Mike Williams Jr. was the first musher to Aniak, the 2025 Kuskokwim 300 Sled Dog Race (K300)'s halfway point. This year, with a modified course taking mushers through Aniak Slough instead of the traditional post-Aniak Whitefish Lake loop, the checkpoint actually marks a bit more than halfway through the race.
Williams Jr. arrived with 10 dogs on the line at 5:06 a.m. on Feb. 8. He told race volunteers he planned to spend his remaining four hours of required rest time in Aniak before pushing through back down to Kalskag and Tuluksak.

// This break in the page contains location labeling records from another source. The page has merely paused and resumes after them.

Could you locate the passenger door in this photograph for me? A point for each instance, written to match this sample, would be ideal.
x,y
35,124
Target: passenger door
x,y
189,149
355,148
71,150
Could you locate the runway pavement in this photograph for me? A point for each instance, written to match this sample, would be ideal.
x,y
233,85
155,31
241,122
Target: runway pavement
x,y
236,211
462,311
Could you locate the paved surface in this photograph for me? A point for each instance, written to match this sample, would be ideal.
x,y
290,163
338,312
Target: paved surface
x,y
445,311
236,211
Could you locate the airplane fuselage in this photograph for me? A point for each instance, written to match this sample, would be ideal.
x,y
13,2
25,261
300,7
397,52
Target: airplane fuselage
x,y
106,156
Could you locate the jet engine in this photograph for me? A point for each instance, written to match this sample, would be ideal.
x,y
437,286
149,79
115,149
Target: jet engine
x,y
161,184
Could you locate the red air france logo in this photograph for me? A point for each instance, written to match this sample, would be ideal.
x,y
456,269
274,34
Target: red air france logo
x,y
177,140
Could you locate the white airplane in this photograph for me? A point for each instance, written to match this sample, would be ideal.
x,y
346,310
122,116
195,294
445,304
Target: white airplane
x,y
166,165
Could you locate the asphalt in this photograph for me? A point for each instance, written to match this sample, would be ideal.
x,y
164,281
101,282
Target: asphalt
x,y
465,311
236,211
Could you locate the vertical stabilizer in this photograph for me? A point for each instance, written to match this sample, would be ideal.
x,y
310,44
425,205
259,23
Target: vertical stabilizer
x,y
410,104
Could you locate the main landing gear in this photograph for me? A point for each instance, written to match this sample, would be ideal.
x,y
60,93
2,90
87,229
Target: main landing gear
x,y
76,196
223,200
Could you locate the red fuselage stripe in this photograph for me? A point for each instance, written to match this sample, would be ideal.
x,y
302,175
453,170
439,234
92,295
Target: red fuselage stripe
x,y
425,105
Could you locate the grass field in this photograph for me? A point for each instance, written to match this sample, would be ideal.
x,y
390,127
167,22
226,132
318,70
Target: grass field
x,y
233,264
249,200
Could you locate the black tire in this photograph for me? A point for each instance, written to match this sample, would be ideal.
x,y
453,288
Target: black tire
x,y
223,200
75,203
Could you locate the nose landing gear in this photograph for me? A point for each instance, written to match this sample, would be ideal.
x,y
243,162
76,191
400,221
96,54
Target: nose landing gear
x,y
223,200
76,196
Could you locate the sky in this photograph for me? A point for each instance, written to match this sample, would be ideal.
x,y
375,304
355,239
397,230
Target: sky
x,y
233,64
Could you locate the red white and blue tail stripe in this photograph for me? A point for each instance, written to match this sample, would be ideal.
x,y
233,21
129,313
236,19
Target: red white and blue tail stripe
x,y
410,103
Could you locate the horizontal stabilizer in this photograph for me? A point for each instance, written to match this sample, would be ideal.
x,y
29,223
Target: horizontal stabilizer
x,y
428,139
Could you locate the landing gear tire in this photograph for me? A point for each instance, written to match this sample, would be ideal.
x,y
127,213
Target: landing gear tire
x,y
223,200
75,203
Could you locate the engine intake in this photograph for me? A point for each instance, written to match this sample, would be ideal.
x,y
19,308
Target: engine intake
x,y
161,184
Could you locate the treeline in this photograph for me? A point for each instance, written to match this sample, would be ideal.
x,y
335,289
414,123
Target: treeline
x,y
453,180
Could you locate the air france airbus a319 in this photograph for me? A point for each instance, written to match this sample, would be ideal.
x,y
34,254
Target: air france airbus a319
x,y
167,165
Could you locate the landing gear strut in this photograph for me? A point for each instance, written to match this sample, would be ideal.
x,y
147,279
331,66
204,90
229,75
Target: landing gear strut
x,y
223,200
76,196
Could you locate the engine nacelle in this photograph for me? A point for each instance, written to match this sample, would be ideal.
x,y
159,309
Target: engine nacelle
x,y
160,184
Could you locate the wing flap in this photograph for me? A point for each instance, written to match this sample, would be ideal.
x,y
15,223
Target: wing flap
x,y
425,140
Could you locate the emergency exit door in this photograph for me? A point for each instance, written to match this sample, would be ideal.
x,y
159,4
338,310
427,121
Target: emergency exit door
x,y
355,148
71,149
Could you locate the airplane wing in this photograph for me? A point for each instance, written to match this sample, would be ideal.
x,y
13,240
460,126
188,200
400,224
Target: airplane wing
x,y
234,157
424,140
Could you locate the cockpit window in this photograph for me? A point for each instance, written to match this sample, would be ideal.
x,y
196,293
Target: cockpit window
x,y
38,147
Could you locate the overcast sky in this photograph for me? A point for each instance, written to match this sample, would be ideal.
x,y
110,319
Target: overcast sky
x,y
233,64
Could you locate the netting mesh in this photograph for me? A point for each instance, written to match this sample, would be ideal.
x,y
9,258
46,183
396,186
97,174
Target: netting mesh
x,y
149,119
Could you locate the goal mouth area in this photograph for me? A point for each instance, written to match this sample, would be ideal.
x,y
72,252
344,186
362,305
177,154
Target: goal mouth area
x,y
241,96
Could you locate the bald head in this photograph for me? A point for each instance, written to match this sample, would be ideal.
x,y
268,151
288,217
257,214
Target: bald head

Williams Jr. told KYUK’s trail reporter in Aniak that it was great to be back in Aniak after six years off from running the K300. He said that the new route through Aniak Slough worked out well, and that his time on the trail had been relatively uneventful. His lead dog Queenie had presented with some hopping in her gait, but had been looked at by vets and seemed to be doing well.
Williams Jr. fed his dogs ground beef and fat, and then had a bit of trouble getting into the community center, where the door had jammed closed.
Williams Jr. had rested for two hours in Kalskag before he headed out as the first musher on the trail to Aniak just after midnight on Saturday, Feb. 8.
Behind Williams Jr., mushers Cim Smyth, Riley Dyche, Pete Kaiser, and Hunter Keefe were within a few miles of each other as they closed in on Aniak.
Dyche, of Big Lake, was the first to both the Tuluksak and Kalskag outbound checkpoints, and had set off for the Aniak checkpoint just before 1 a.m. on Feb. 8 after resting three hours in Kalskag.
Mushers are required to take a total of 10 hours of rest during the K300: six of the hours split at their discretion between the outbound Kalskag, Aniak, and inbound Kalskag checkpoints, as well as four hours in Tuluksak before the final 50 miles of the race.